Lazy Snapshots

From: "simon(at)2ndquadrant(dot)com" <simon(at)2ndquadrant(dot)com>
To: PG Hackers <pgsql-hackers(at)postgresql(dot)org>
Subject: Lazy Snapshots
Date: 2009-08-18 10:13:08
Message-ID: 1278436501.36016.1250590388532.JavaMail.open-xchange@oxltgw02.schlund.de
Views: Raw Message | Whole Thread | Download mbox | Resend email
Thread:
Lists: pgsql-hackers

One of the problems with Hot Standby is that a long running query on the standby
can conflict with VACUUMed rows on the primary, causing queries to be cancelled.

I've been looking at this problem for about a year now from various angles. Jeff
Jane's recent thoughts on procarray scalability have led me down an interesting
path, described here.

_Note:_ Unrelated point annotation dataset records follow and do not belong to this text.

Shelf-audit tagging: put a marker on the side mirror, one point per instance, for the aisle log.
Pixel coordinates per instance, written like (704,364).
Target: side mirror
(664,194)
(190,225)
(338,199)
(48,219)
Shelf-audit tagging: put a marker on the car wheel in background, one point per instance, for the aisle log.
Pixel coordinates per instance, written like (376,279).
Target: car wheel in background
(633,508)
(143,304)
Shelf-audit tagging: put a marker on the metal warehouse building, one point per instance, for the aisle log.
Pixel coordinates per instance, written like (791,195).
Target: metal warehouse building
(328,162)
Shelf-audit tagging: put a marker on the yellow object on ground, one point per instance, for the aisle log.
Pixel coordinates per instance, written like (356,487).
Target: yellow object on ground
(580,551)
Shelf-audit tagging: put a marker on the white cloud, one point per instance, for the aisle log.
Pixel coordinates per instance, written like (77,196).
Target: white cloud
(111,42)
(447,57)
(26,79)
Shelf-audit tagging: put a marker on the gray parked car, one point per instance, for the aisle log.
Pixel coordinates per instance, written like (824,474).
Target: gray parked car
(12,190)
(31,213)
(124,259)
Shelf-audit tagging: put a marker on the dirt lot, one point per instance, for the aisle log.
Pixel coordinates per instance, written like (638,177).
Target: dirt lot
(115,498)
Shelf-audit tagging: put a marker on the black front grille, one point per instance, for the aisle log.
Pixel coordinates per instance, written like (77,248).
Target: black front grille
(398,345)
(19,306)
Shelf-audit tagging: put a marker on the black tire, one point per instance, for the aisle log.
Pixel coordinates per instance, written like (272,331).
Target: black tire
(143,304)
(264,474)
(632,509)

Taken together, this has led me to rethink completely the
strategy used for avoiding conflicts in the Hot Standby patch.

Currently, we take eager snapshots, meaning we take a snapshot at the start of
each statement whether or not it is necessary. Snapshots exist to disambiguate
the running state of recent transactions, so if a statement never sees data
written by recent transactions then we will never actually use the snapshot.

Another way of doing this is to utilize lazy snapshots: do not take a snapshot
when a statement starts and only take one at the point that we need one. No
other changes to the MVCC mechanisms are proposed.

Is that possible?

The time the snapshot is taken is the time of the consistent viewpoint from
which all data access during a statement is judged. Taking the snapshot later,
at an undefined point in the future means that the consistent viewpoint is
actually floating. When we execute the statement we won't actually know which
viewpoint will be used to derive the answers to a query.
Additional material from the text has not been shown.